After a lengthy hiatus, I’m pleased to say that the HED project is active once again. Work has been going on to a small extent since the last blog post in 2021, with a focus on developing a general strategy for creating multi-agent models with descriptions or specifications that are separate from the technologies used for their implementation.

As noted in previous posts, this independence from technology has traditionally been seen as one of the strengths of mathematical models, along with their deductive power and human readability. Gaining some of these benefits within the context of multi-agent simulations would be valuable for verification and validation of models, and also make them accessible to a broader audience.

Efforts to more directly translate the implemented version of the island game to something more conceptual, abstract and human readable using, for example, mathematical markup languages and tree structures (again see previous blog posts) eventually proved to be intractable for practical purposes.
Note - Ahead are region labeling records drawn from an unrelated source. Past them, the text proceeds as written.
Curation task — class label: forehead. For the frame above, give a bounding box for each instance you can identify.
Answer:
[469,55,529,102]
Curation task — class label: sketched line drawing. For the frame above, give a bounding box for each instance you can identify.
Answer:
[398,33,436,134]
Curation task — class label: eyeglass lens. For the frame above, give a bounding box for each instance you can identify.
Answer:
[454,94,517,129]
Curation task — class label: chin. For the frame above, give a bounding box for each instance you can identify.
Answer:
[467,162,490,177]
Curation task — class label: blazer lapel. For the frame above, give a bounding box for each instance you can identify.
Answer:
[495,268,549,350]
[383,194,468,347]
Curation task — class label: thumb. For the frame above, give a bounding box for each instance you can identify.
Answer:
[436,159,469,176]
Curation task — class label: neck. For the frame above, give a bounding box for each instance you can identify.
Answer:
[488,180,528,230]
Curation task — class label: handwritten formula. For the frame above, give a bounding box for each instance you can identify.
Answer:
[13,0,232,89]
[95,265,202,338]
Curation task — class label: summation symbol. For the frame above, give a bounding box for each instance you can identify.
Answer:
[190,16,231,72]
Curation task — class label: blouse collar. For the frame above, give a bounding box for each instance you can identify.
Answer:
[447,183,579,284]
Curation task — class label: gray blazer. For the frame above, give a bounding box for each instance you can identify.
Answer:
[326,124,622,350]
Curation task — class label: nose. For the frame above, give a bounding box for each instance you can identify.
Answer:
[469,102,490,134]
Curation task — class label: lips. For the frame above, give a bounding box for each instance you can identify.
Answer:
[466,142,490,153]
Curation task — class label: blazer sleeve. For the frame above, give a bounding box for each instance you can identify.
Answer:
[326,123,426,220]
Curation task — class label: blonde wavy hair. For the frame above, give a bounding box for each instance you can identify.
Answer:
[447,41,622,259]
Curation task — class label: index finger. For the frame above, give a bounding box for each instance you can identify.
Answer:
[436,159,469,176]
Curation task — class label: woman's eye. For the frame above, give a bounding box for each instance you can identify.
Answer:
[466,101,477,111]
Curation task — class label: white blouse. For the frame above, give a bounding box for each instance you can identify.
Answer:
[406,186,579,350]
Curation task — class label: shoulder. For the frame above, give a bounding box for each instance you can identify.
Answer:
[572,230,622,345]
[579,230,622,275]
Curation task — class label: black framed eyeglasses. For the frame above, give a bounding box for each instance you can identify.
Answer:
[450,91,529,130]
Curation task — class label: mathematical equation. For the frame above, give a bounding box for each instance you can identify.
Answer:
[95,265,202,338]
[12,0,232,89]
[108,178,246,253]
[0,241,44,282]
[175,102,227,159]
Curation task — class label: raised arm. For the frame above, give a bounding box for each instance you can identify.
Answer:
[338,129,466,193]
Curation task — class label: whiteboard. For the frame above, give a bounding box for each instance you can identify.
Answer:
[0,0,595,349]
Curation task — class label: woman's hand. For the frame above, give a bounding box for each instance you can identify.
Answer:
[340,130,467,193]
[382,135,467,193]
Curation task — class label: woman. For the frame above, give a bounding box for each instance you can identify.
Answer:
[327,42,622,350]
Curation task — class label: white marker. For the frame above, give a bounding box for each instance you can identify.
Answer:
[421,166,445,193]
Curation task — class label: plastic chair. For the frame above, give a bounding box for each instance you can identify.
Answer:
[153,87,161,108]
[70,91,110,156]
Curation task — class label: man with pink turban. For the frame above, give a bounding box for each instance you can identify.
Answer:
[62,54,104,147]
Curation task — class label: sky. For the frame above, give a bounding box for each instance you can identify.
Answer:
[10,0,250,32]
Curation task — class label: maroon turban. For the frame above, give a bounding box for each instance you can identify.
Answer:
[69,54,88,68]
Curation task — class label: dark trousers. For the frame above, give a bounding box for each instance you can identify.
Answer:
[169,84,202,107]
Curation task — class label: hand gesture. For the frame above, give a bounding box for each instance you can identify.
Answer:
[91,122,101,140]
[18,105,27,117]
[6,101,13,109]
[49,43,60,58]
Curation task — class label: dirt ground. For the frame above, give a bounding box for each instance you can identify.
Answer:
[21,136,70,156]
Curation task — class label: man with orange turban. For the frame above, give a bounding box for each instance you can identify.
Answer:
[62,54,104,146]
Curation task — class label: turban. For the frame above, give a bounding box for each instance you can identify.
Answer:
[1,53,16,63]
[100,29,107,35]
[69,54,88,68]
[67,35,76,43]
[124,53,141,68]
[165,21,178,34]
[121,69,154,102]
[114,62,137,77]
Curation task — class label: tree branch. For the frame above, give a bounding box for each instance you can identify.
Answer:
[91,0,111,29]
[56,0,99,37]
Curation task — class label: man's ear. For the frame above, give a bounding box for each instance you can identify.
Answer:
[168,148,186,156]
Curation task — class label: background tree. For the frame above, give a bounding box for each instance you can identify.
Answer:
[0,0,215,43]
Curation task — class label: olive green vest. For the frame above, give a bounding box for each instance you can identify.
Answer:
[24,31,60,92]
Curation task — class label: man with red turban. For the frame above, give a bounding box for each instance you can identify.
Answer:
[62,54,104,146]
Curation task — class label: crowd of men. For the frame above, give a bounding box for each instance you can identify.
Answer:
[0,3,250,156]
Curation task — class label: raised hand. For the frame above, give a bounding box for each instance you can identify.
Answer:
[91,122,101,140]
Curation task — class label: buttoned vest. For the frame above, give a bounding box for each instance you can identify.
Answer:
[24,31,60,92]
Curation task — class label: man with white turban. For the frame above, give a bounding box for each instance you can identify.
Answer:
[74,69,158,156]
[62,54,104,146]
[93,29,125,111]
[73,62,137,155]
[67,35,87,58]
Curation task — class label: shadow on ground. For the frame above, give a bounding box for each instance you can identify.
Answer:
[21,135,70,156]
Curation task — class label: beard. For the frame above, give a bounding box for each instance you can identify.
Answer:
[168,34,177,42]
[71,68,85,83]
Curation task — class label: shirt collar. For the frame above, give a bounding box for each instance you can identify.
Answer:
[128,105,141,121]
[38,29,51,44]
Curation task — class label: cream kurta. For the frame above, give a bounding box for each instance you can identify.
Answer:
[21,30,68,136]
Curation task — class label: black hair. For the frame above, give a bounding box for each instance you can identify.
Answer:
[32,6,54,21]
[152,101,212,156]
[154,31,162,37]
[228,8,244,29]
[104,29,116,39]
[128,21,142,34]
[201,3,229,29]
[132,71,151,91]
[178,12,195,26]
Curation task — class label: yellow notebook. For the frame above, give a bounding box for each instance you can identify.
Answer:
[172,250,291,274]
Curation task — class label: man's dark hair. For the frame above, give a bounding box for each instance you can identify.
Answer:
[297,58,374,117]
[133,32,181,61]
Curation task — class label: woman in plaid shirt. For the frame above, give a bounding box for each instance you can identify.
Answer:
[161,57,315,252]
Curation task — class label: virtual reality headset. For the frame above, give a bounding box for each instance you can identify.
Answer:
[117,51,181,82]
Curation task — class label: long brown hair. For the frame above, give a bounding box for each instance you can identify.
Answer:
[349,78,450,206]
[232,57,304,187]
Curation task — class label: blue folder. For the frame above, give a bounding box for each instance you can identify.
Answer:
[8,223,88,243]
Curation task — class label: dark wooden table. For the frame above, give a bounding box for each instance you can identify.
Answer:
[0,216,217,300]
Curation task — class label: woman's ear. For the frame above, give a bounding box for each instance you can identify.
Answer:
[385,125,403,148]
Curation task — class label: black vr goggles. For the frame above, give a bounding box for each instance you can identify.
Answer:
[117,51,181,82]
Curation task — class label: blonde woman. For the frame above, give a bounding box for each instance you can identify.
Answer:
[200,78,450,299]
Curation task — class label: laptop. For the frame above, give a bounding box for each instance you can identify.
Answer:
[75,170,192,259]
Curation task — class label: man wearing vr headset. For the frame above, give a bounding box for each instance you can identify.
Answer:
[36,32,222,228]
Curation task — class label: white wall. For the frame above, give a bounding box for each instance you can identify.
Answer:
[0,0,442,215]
Changing tactics, and taking inspiration from Conway’s Game of Life, which was originally carried out manually using paper and pencil, I realized that games are effectively a manual, mechanical, implementation of a multi-agent simulation and that, flipping this, the simulated environment of the island game could be written out in a way that made it into a ‘game’ that could be mechanically ‘played’ by people. Once the model was written out in this way, as long as any computer implementation of the abstracted, or conceptual, model was consistent with the game version, then the implementation could be considered to be a faithful representation of the conceptual model underpinning the simulation.

At this point, a manual game version of the island simulation has been created and is being tested for completeness and accuracy. The next step after this would be returning to the implemented model, confirming the synchronization of the two versions, and then proceeding.